Indeed, he bellowed at the woman as she clung to her children.
“Get up you f*&ng bi#^& wh@#*!! Get in here! You an’ I ain’t done yet!”
He strode down the steps and with a beefy, tattooed arm, dragged her to her feet and into the house.
“Well, next comes the beating and then it’ll be over. Come on. Your coffee’s ready,” the hostess said, waving them over.
“He’s got a gun,” a guest observed.
“A double-barreled shotgun,” added another.
“He’s dragging her back into the house.”
“Somebody’d better call 9-1-1.”
“Dialing right now.”
“Where are the kids?” the hostess asked, hurrying over to the window.
“On the lawn. Crying.”
A suspenseful silence fell over the welfare mom’s living room. Time seemed to have halted, hovering over the neighborhood, paralyzed.
The woman in the halter top screamed in horror. Then three blasts rang out. Then the two children screamed. The welfare mom and her guests burst out her front door and across the street to grab them. A siren wailed in the distance. Help, suspended by time, was in motion again, finally, coming ever closer, but too late.
The woman in black lay in a black coffin surrounded by friends and family clad in black, weeping and wiping their red eyes with white handkerchiefs. The mortician did a professional job of covering up the bruises, scars, and unhappiness that punctured this one-time vision of loveliness. Pictures in a display showed a girl in pink, a woman in red, a bride in white, and a housewife with faded eyes and only the ghost of her former rosy coloring on her cheeks smiling beneficently in a blue housedress holding two smiling children.
Her coffin was surrounded by dozens and dozens of flowers; soft pastels, bouquets of fragrant gardenias, trumpet lilies solemnly wafting an odd odor of sorrow, carnations of every hue, the daisies of youth and innocence, the roses of womanhood and beauty, and the thorns of a beautiful life gone somehow bitterly wrong.
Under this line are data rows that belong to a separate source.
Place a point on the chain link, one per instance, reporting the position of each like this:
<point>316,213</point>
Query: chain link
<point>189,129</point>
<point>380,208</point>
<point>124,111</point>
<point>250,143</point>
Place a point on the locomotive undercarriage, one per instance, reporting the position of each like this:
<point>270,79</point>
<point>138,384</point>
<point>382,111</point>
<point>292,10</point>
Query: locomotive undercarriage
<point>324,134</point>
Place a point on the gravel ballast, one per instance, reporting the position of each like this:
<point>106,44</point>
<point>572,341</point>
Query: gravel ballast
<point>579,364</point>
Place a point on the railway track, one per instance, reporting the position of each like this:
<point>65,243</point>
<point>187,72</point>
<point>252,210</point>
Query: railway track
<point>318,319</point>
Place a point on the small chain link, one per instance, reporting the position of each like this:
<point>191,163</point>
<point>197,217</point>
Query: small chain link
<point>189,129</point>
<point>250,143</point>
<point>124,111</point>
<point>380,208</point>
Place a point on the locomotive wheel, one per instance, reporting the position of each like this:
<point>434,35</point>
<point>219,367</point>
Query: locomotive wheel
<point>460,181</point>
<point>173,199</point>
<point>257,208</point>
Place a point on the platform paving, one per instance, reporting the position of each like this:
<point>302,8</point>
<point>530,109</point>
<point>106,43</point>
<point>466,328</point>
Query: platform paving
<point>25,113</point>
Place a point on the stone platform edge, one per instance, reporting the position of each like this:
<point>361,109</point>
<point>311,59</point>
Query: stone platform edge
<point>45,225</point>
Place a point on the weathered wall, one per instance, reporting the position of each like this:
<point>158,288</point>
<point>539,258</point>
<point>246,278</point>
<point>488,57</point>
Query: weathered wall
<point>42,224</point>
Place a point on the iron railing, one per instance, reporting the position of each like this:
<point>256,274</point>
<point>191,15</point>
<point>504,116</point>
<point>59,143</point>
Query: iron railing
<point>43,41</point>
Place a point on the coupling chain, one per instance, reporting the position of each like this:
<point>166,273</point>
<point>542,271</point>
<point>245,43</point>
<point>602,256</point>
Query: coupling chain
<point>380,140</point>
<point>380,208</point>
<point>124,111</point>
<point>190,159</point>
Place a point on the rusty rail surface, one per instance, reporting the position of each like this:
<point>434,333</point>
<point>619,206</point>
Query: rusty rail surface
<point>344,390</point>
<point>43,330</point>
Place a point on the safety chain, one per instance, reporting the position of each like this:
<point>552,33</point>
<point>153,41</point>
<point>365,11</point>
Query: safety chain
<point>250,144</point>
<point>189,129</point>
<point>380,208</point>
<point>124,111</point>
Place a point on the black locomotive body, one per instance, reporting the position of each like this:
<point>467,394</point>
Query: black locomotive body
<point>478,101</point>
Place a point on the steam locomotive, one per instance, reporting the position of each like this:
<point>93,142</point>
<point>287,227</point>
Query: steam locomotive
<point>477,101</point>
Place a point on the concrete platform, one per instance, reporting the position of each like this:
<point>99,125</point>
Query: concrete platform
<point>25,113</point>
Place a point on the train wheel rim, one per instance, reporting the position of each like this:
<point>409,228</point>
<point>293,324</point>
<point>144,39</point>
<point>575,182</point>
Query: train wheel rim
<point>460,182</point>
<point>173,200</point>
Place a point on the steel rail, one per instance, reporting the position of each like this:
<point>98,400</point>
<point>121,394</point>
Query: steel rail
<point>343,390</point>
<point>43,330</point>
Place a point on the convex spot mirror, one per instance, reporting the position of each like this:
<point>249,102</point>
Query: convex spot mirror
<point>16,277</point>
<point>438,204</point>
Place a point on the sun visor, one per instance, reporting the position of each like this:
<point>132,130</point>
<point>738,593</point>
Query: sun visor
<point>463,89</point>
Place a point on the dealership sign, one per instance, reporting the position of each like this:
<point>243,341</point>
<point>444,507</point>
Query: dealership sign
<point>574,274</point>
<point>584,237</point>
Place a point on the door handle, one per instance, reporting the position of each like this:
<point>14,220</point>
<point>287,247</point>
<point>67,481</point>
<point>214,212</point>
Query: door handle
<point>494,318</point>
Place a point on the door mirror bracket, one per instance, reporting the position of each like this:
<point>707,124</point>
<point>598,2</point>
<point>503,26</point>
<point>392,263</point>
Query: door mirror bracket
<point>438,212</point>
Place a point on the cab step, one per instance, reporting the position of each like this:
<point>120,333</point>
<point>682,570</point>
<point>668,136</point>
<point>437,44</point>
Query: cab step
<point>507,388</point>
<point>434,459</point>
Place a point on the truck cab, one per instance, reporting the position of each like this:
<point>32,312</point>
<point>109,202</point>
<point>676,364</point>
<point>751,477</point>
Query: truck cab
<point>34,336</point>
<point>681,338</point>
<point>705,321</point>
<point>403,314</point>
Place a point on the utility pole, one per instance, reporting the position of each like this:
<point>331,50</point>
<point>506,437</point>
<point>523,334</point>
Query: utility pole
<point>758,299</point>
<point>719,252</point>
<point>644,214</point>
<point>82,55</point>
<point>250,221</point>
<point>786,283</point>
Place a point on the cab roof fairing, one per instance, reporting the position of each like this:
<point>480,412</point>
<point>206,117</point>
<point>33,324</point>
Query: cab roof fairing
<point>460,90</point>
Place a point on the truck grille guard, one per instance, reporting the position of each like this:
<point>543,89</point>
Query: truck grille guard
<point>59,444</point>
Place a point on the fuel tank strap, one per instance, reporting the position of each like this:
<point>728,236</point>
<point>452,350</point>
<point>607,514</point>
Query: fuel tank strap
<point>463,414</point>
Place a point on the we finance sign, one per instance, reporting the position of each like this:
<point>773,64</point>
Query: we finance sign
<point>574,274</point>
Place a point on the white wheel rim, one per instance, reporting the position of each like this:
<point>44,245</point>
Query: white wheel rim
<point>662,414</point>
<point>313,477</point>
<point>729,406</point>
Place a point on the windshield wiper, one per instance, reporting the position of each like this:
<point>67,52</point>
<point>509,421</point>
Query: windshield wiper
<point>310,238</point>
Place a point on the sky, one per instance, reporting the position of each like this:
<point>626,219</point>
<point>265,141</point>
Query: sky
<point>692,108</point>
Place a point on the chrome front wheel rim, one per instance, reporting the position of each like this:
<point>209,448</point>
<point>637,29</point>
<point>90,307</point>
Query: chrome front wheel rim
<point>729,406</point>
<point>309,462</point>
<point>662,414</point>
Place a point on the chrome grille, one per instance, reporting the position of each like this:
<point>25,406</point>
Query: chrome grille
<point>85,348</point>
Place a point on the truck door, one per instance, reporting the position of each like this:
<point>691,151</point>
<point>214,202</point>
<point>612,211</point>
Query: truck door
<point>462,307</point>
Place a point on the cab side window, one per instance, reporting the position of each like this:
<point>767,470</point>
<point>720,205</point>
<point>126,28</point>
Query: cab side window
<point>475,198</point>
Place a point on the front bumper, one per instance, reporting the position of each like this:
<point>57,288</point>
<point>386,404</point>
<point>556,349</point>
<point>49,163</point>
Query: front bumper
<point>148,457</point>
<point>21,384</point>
Flowers she could no longer admire, giving off various perfumes she could no longer smell, and a tenderness of leaf and petal she could no longer caress.
The long line of cars, headlights ablaze, led by the black hearse, stopped at a green-lawned cemetery. As yet, the gravesite bore no marker. All was green save for the brown hole waiting to receive the black coffin of the dead woman in the black dress, the housewife with the faded eye, the dizzy girl in the red dress, the sweet-looking girl in the purple car.